The Great Lakes still have plenty of fish at this point. The Zebra mussels started dying off for some reason this year(maybe they couldn't make the long-term adjustment to the Great Lakes, after all?) and now if the lamphrey eel starts doing the same, the trout and such will come back in larger numbers. Lake trout from Lake Michigan is a treat, beer-battered and deep fried is the best way to eat it. My dad likes living in Florida and being able to fish year round, but he misses fishing on Michigan lakes.


Salmon is pretty easy to catch this time of year in a lot of the rivers around here. I like it smoked best, or prepared with cream cheese, onions and lox, and baked with/on top of potatos.

Rockntractor
10-13-2009, 01:40 PM
I like crab legs. So . . . pull off a few and throw the damn thing back. I mean how many legs does a crab really need?

I always figured you for a thinker!

expat-pattaya
10-13-2009, 08:47 PM
I like crab legs. So . . . pull off a few and throw the damn thing back. I mean how many legs does a crab really need?

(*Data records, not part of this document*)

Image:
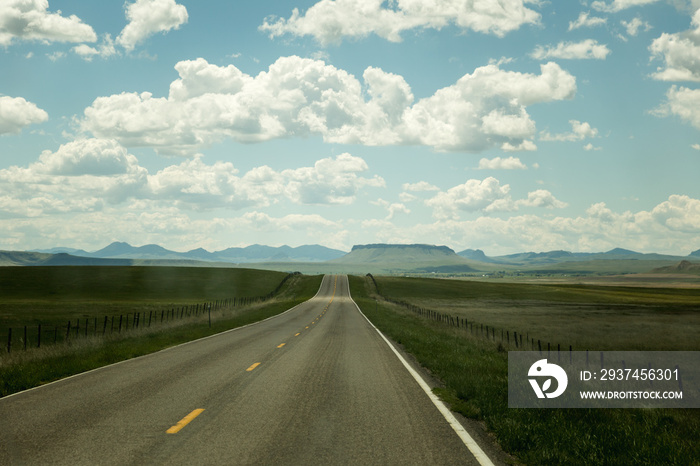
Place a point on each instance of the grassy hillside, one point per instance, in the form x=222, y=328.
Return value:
x=71, y=293
x=584, y=316
x=474, y=371
x=50, y=295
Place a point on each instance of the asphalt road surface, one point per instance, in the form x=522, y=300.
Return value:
x=315, y=385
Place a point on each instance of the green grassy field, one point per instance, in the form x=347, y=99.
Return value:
x=54, y=295
x=582, y=316
x=475, y=377
x=116, y=291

Now that's a glass is half full guy ;)

patriot45
10-13-2009, 09:03 PM
I like crab legs. So . . . pull off a few and throw the damn thing back. I mean how many legs does a crab really need?

Stone crab season down here is like that! First day of the season the price is phenominal! One time I had taken my 2nd wife to Crabby Bills, a kick ass seafood joint. It happened to be the first day of stone crab season and she wanted a pound, drowned in butter, so Okay have them. We spent about 4 hours there at the bar and she had another pound later on, well on the way to the motel across the street she upchucks about 60 bucks worth of crab and beer! :eek: I was pissed! They are good though, all I had was about 6 dozen oysters!:D





Stone Crab (Menippe Mercenaria)
Menippe-Greek, meaning force or courage
Mercinaria-Latin, something of value

In order to assure the continued survival of the species: Only one claw may be removed so the crab can defend itself. Egg bearing females are not allowed to be declawed.The crabs are captured in baited traps. No spears or hooks are allowed. Four inches from the first joint to the tip is the minimum legal size, that's about two ounces. A colossal can weigh 25 ounces or more. The large crusher claw can exert extreme pressure. As much as 19000 lbs. per square inch. Although their massive claws serve as deterrents to most predators, fishermen have reported the stone crab falls prey to the octopus. Stone crab season in Florida runs from October 15th to May 15. Stone crabs exhibit carnivorous feeding behavior. Sometimes in traps they resort to cannibalism! The claws make up half the weight of the whole crab, they are removed by carefully grabbing from the rear and twisting. The crab is returned to water and the claw regenerates. It takes between 12 to 24 months to reach legal size again. In 1963 stone crabs cost 30 cents a dozen wholesale.